## Introduction to the Logarithm in Mathematics

The * logarithm* is the inverse operation of exponentiation.

Let’s define “log[b](b^x) = x” for non-zero real numbers ‘b’ and ‘x’. The image here shows how this is usually printed.

We retain the term “base” for logarithms, just as it was for exponents.

In the coin-toss experiment, 2^10 = 1024; so log[2](1024) = 10.

One trivial result is that “log[b](b) = 1″ for all non-zero values of ‘b’, since “b = b^1″.

## ‘e’ is Euler’s Number and Napier’s Constant for Natural Logarithms

Say hello to our little friend ‘e’, a favourite of the famous mathematicians Euler and Napier.

The constant ‘e’ is approximately 2.71828…; it is a non-rational number that is the base for * natural logarithms*.

Mathematicians find ‘e’ and natural logarithms so useful that they reserve the notation “**ln**(x) = log[e](x)”.

As the image shows, “ln(e)” is defined as the “definite integral from 1 to ‘e’ of dx/x”. As well, since “ln(e) = log[e](e)”, 1 must be the value of that definite integral.

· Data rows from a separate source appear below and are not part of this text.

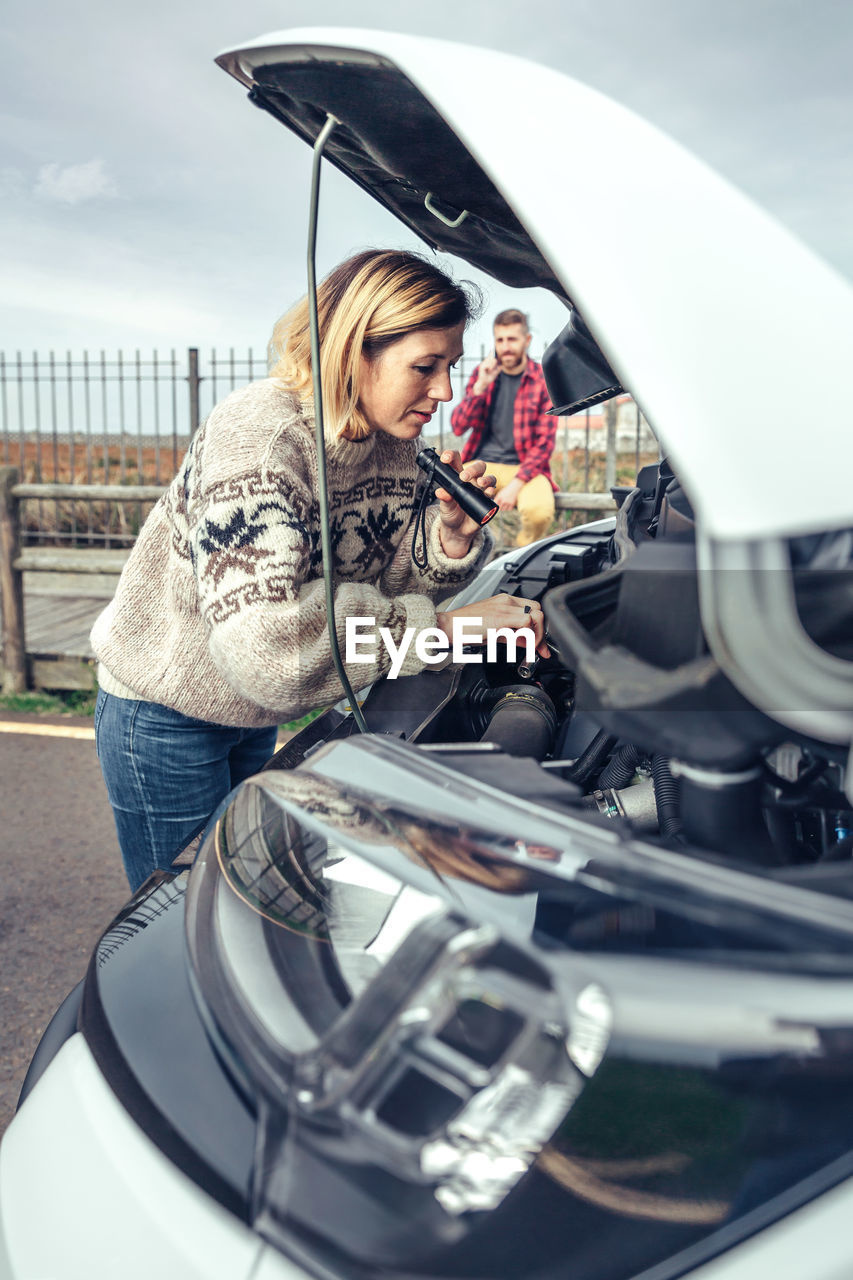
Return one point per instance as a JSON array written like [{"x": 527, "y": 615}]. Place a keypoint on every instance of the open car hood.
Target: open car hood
[{"x": 724, "y": 327}]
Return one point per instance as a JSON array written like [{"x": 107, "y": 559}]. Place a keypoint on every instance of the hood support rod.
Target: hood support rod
[{"x": 325, "y": 538}]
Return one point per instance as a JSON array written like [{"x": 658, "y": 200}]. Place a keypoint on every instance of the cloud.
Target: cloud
[{"x": 73, "y": 183}]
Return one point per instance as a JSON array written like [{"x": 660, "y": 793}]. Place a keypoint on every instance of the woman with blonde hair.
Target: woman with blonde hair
[{"x": 218, "y": 630}]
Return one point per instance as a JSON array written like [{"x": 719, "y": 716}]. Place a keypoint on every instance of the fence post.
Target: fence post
[
  {"x": 192, "y": 378},
  {"x": 14, "y": 653},
  {"x": 611, "y": 412}
]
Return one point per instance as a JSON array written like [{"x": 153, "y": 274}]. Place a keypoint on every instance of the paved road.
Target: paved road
[{"x": 60, "y": 880}]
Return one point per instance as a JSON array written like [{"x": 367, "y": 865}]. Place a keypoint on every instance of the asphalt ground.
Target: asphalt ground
[{"x": 60, "y": 878}]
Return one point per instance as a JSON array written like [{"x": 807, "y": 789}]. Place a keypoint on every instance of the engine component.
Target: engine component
[
  {"x": 523, "y": 721},
  {"x": 723, "y": 812},
  {"x": 637, "y": 804}
]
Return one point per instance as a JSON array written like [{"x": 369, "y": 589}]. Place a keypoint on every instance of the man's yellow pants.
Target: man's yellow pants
[{"x": 534, "y": 502}]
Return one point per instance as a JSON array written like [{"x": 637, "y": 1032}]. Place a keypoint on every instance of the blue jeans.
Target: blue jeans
[{"x": 165, "y": 773}]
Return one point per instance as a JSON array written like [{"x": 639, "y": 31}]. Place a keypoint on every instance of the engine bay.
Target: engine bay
[{"x": 632, "y": 717}]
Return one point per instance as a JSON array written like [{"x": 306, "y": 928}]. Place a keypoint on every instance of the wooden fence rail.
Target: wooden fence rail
[{"x": 17, "y": 560}]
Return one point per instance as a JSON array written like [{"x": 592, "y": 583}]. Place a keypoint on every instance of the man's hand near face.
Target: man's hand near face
[{"x": 487, "y": 371}]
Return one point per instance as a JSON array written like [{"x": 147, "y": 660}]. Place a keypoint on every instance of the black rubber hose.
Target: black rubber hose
[
  {"x": 523, "y": 722},
  {"x": 620, "y": 768},
  {"x": 591, "y": 760},
  {"x": 666, "y": 798}
]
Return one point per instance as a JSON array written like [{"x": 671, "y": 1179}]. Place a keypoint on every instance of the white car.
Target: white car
[{"x": 551, "y": 973}]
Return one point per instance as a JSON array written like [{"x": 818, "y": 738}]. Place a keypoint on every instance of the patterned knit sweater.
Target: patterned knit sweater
[{"x": 220, "y": 609}]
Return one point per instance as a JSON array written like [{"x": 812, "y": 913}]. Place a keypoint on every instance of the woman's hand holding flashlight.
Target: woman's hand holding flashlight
[{"x": 456, "y": 529}]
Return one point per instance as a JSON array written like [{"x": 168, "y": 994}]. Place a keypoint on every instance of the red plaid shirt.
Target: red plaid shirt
[{"x": 533, "y": 432}]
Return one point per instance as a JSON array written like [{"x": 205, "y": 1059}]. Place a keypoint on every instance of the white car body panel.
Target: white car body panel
[
  {"x": 106, "y": 1202},
  {"x": 731, "y": 334}
]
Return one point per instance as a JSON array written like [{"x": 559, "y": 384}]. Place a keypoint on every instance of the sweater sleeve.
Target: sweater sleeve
[
  {"x": 442, "y": 576},
  {"x": 264, "y": 604}
]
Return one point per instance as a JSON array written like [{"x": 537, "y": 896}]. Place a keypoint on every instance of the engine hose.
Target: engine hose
[
  {"x": 666, "y": 798},
  {"x": 591, "y": 760},
  {"x": 523, "y": 722},
  {"x": 620, "y": 768}
]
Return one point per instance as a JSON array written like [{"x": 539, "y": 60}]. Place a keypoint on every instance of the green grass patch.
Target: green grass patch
[
  {"x": 76, "y": 702},
  {"x": 292, "y": 726}
]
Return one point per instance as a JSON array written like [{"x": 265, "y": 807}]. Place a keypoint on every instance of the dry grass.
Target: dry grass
[{"x": 76, "y": 522}]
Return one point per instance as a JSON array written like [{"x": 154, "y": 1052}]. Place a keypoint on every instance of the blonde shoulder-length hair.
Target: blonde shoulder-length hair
[{"x": 364, "y": 305}]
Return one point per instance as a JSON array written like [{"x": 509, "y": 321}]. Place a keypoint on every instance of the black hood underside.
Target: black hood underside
[{"x": 393, "y": 144}]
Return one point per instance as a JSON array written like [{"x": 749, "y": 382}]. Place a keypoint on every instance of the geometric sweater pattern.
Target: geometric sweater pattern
[{"x": 220, "y": 609}]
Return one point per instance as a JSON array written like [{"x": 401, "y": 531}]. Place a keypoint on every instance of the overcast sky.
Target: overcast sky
[{"x": 146, "y": 204}]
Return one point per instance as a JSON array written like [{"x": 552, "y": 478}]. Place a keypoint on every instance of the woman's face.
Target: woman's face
[{"x": 401, "y": 388}]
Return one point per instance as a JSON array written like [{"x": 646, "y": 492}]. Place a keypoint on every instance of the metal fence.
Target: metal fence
[{"x": 127, "y": 419}]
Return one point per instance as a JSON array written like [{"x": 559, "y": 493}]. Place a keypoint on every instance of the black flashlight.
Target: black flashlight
[{"x": 471, "y": 499}]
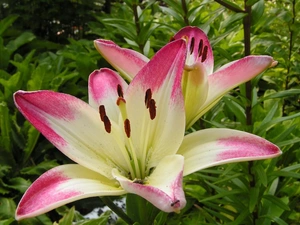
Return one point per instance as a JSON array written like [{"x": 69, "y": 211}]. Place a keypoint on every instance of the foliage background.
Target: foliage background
[{"x": 47, "y": 44}]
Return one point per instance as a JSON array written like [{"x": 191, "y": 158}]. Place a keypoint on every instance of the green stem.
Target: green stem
[
  {"x": 247, "y": 46},
  {"x": 229, "y": 6},
  {"x": 287, "y": 79},
  {"x": 107, "y": 201},
  {"x": 185, "y": 10}
]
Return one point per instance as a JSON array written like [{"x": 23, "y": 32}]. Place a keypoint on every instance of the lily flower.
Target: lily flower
[
  {"x": 128, "y": 139},
  {"x": 202, "y": 88}
]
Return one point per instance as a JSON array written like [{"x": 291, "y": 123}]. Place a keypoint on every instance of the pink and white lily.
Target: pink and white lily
[
  {"x": 202, "y": 88},
  {"x": 128, "y": 139}
]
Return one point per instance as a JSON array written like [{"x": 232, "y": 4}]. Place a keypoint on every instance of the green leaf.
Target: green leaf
[
  {"x": 257, "y": 10},
  {"x": 236, "y": 109},
  {"x": 102, "y": 220},
  {"x": 277, "y": 201},
  {"x": 40, "y": 168},
  {"x": 253, "y": 198},
  {"x": 19, "y": 183},
  {"x": 33, "y": 136},
  {"x": 282, "y": 94},
  {"x": 5, "y": 140},
  {"x": 260, "y": 171},
  {"x": 251, "y": 2},
  {"x": 6, "y": 222},
  {"x": 24, "y": 38},
  {"x": 68, "y": 217},
  {"x": 231, "y": 19},
  {"x": 140, "y": 210},
  {"x": 6, "y": 22},
  {"x": 8, "y": 208}
]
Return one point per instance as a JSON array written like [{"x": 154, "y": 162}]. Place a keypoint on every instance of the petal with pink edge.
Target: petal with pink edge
[
  {"x": 62, "y": 185},
  {"x": 105, "y": 86},
  {"x": 163, "y": 188},
  {"x": 217, "y": 146},
  {"x": 195, "y": 89},
  {"x": 231, "y": 75},
  {"x": 75, "y": 128},
  {"x": 198, "y": 48},
  {"x": 155, "y": 105},
  {"x": 126, "y": 61}
]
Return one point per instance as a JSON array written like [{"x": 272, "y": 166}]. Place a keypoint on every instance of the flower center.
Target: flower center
[
  {"x": 196, "y": 52},
  {"x": 137, "y": 165}
]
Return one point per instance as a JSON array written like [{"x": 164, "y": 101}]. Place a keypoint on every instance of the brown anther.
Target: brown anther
[
  {"x": 138, "y": 181},
  {"x": 148, "y": 97},
  {"x": 120, "y": 91},
  {"x": 174, "y": 203},
  {"x": 127, "y": 127},
  {"x": 152, "y": 109},
  {"x": 192, "y": 45},
  {"x": 107, "y": 124},
  {"x": 119, "y": 100},
  {"x": 200, "y": 48},
  {"x": 102, "y": 112},
  {"x": 204, "y": 55}
]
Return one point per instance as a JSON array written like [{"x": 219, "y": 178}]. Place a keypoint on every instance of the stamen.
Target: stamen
[
  {"x": 102, "y": 112},
  {"x": 138, "y": 181},
  {"x": 204, "y": 56},
  {"x": 152, "y": 109},
  {"x": 120, "y": 91},
  {"x": 200, "y": 48},
  {"x": 172, "y": 39},
  {"x": 174, "y": 203},
  {"x": 120, "y": 100},
  {"x": 148, "y": 97},
  {"x": 192, "y": 45},
  {"x": 107, "y": 124},
  {"x": 127, "y": 127}
]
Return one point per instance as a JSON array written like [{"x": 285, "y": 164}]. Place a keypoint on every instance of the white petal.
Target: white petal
[
  {"x": 62, "y": 185},
  {"x": 216, "y": 146},
  {"x": 163, "y": 188},
  {"x": 75, "y": 128},
  {"x": 160, "y": 136}
]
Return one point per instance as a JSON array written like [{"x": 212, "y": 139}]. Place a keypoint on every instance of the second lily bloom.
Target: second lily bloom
[{"x": 202, "y": 88}]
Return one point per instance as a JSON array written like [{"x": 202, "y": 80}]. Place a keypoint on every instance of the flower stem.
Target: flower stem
[{"x": 107, "y": 201}]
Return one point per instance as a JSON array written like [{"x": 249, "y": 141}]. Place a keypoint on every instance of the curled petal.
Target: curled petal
[
  {"x": 126, "y": 61},
  {"x": 74, "y": 127},
  {"x": 155, "y": 105},
  {"x": 62, "y": 185},
  {"x": 105, "y": 86},
  {"x": 231, "y": 75},
  {"x": 195, "y": 88},
  {"x": 198, "y": 48},
  {"x": 163, "y": 188},
  {"x": 217, "y": 146}
]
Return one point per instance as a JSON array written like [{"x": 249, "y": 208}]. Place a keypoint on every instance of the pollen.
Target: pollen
[
  {"x": 152, "y": 109},
  {"x": 200, "y": 48},
  {"x": 102, "y": 112},
  {"x": 148, "y": 97},
  {"x": 204, "y": 55},
  {"x": 192, "y": 45},
  {"x": 127, "y": 127},
  {"x": 104, "y": 118},
  {"x": 150, "y": 104},
  {"x": 107, "y": 124},
  {"x": 175, "y": 203},
  {"x": 120, "y": 91}
]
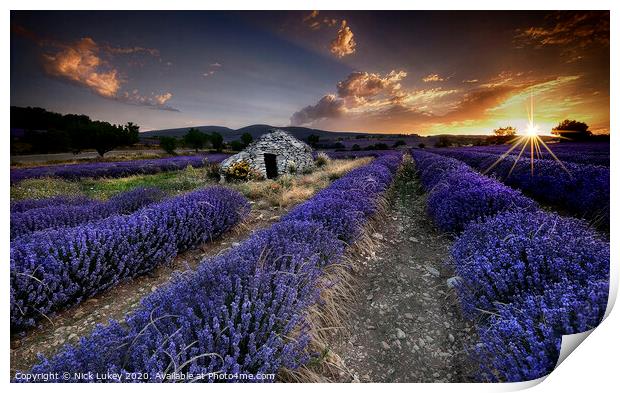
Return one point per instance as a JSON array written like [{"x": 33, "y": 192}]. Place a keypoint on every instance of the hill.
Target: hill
[{"x": 256, "y": 130}]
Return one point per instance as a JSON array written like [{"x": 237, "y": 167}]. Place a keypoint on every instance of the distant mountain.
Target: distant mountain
[
  {"x": 179, "y": 132},
  {"x": 256, "y": 130}
]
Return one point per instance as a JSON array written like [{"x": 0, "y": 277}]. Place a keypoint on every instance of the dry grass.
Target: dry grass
[
  {"x": 328, "y": 318},
  {"x": 44, "y": 188},
  {"x": 288, "y": 190}
]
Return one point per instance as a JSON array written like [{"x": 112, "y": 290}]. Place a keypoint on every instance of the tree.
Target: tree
[
  {"x": 236, "y": 145},
  {"x": 572, "y": 130},
  {"x": 313, "y": 140},
  {"x": 217, "y": 140},
  {"x": 168, "y": 144},
  {"x": 195, "y": 139},
  {"x": 505, "y": 131},
  {"x": 132, "y": 132},
  {"x": 246, "y": 138},
  {"x": 47, "y": 131},
  {"x": 443, "y": 141},
  {"x": 501, "y": 135},
  {"x": 104, "y": 140}
]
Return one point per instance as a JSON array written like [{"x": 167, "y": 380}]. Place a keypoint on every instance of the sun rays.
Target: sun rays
[{"x": 529, "y": 140}]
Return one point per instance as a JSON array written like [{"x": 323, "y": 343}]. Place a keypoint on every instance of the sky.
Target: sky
[{"x": 423, "y": 72}]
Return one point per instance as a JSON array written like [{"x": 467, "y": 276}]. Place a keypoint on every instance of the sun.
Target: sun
[{"x": 531, "y": 131}]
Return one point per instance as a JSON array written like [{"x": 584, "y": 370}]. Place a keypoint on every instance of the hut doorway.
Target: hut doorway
[{"x": 271, "y": 166}]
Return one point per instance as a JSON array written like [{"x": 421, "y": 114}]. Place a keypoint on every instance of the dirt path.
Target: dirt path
[
  {"x": 67, "y": 326},
  {"x": 405, "y": 324}
]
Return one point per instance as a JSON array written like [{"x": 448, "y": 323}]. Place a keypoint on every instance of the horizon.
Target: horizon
[{"x": 367, "y": 72}]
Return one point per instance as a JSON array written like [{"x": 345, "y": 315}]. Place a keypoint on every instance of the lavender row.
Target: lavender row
[
  {"x": 115, "y": 169},
  {"x": 583, "y": 190},
  {"x": 70, "y": 215},
  {"x": 536, "y": 274},
  {"x": 579, "y": 153},
  {"x": 243, "y": 312},
  {"x": 458, "y": 195},
  {"x": 55, "y": 268}
]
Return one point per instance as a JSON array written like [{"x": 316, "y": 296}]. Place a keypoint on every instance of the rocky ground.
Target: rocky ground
[{"x": 405, "y": 324}]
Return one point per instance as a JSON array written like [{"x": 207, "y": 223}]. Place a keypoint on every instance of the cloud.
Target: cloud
[
  {"x": 432, "y": 78},
  {"x": 311, "y": 20},
  {"x": 574, "y": 32},
  {"x": 129, "y": 50},
  {"x": 86, "y": 63},
  {"x": 329, "y": 106},
  {"x": 373, "y": 96},
  {"x": 153, "y": 101},
  {"x": 360, "y": 86},
  {"x": 81, "y": 64},
  {"x": 344, "y": 44}
]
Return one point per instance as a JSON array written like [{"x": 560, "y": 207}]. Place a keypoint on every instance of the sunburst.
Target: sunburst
[{"x": 531, "y": 141}]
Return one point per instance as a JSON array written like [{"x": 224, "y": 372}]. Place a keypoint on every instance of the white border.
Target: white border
[{"x": 592, "y": 366}]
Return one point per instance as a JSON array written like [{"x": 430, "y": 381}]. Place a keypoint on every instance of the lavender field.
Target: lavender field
[
  {"x": 521, "y": 274},
  {"x": 310, "y": 196}
]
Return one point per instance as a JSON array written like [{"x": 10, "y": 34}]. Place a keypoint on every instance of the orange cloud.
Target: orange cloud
[
  {"x": 378, "y": 103},
  {"x": 361, "y": 86},
  {"x": 80, "y": 63},
  {"x": 432, "y": 78},
  {"x": 574, "y": 32},
  {"x": 329, "y": 106},
  {"x": 344, "y": 44}
]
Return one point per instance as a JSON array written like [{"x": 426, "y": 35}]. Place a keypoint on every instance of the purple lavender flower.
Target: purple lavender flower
[{"x": 54, "y": 268}]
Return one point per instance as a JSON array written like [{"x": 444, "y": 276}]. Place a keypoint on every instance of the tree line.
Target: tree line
[
  {"x": 39, "y": 131},
  {"x": 196, "y": 139}
]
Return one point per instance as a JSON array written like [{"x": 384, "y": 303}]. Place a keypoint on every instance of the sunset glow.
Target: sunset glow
[{"x": 329, "y": 70}]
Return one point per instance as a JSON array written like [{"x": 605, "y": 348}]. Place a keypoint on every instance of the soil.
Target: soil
[
  {"x": 67, "y": 326},
  {"x": 405, "y": 324}
]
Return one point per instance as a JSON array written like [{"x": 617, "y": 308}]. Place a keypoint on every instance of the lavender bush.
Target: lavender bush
[
  {"x": 523, "y": 341},
  {"x": 115, "y": 169},
  {"x": 458, "y": 195},
  {"x": 69, "y": 215},
  {"x": 584, "y": 190},
  {"x": 538, "y": 275},
  {"x": 518, "y": 252},
  {"x": 54, "y": 268},
  {"x": 593, "y": 153},
  {"x": 241, "y": 312}
]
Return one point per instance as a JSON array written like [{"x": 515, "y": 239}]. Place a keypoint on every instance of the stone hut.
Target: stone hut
[{"x": 273, "y": 154}]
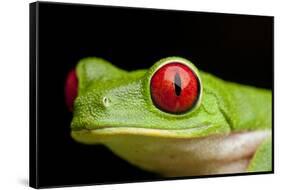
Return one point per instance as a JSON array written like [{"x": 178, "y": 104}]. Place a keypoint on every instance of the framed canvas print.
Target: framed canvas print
[{"x": 122, "y": 94}]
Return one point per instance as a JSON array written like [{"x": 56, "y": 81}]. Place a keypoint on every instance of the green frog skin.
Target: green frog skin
[{"x": 172, "y": 119}]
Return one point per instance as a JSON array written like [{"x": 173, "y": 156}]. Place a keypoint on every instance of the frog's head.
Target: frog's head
[{"x": 167, "y": 100}]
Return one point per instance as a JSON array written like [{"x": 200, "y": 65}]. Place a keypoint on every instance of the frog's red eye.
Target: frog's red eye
[
  {"x": 71, "y": 87},
  {"x": 175, "y": 88}
]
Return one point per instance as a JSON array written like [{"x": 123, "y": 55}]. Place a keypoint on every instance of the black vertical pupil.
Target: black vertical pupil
[{"x": 177, "y": 83}]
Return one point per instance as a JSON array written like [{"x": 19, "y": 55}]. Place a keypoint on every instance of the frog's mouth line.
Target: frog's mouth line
[
  {"x": 193, "y": 132},
  {"x": 92, "y": 136}
]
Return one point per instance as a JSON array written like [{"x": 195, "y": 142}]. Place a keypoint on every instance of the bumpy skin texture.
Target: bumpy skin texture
[{"x": 114, "y": 102}]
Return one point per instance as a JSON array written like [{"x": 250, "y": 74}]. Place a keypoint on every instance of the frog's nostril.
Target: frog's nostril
[
  {"x": 71, "y": 89},
  {"x": 106, "y": 101}
]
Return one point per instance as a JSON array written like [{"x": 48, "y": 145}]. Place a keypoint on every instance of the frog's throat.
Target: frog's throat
[{"x": 180, "y": 156}]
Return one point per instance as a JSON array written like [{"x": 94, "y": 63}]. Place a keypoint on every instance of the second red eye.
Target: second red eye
[{"x": 174, "y": 88}]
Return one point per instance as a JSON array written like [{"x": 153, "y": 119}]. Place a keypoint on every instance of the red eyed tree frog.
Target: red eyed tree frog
[{"x": 171, "y": 119}]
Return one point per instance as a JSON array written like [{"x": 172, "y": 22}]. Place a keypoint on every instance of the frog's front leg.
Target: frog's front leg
[{"x": 262, "y": 159}]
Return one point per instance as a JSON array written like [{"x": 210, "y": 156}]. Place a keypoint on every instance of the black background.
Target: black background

## The Reason to use a Logarithm to Convert an Exponent’s Base

At the outset, my problem was to solve for ‘x’ in the equation “2^m = 10^x”, where ‘m’ is a known positive integer and ‘x’ is a positive real.

Thanks to logarithms, this is equivalent to solving “log[2](2^m) = log[10](10^x)”.

## The General Rule for Converting Logarithms

The general rule for converting a logarithm from base ‘b’ to natural logarithms in base ‘e’ is “log[b](y) = ln(y)/ln(b)”.

We will use this rule in a later section.

## The General Rule for the Logarithm of an Exponential Term

In general, “log[b](x^m) = m*log[b](x).

Therefore “ln(2^m) = m*ln(2)”, which we will need in the next section.

## Deriving the Exponents’ Conversion from Base-2 to Base-10

Let’s step through the process for my original problem.

- “2^m = 10^x”, to solve for ‘x’.
- “m = log[2](2^m)” on the left side.
- “x = log[10](10^x)” on the right side.
- Apply “log[b](y) = ln(y)/ln(b)” to each side.
- “log[2](2^m) = ln(2^m)/ln(2)” on the left.
- “log[10](10^x) = ln(10^x)/ln(10)” on the right.
- Obviously “log[10](10^x) = x”, to be substituted soon…
- But “2^m = 10^x” in /#1/, so we substitute “2^m” for “10^x” in /#6/ as follows…
- “x = ln(2^m)/ln(10)” by lines /7/ and /8/.
- “x = m*ln(2)/ln(10)”, by the rule for the logarithm of an exponential.

A bit of work on a calculator gives the conversion factor, “ln(2)/ln(10) = 0.69314718055994530941723212145818 / 2.3025850929940456840179914546844 = 0.30102999566398119521373889472446″ to a large degree of accuracy.

I’m likely to use * 0.301* as the conversion factor.

Let’s check my original problem, which was “2^10 = 1024 = 10^x”. My conversion is “x = 10 * 0.301 = 3.01″.

On the calculator, “10^3.01 = * 1023.29*29922807541309662751748199″, which is fairly close to 1024.

**Click to Read Page Three: Who Were Euler and Napier?**

Chuck Crosthwait says

I’m pretty sure I found an easier formula for converting an exponent series from base10 to base2. I’ll try to express it here with a known value.

10^14=2^x

Using the formula above you’d use

x=14*ln(10)/ln(2)

and arrive at 70.

If you use some funky cross multiplication I haven’t seen anywhere you could do the following instead:

10^14=2^x

10/2=5

5*14=70

10^14=2^70

I’d like to preface with the fact that I did not locate this formula anywhere after searching for ~1hr. I tried to remember the general formula for finding exponent X in a known system. I have only tried this converting from base10 to base2 and back and tried with other known values, e.g.:

10^15=2^x

10/2=5

5*15=75

10^15=2^75

and this is borne out in the formula

x = m*ln(b)/ln(a)

for finding

b^m = a^x

so it works. Did I stumble upon a formula I haven’t found before or is this something new and just too simple to have been considered before?

Please do reply, I really want to know if there’s some unknown mathematical principle I needed to know or knew and forgot.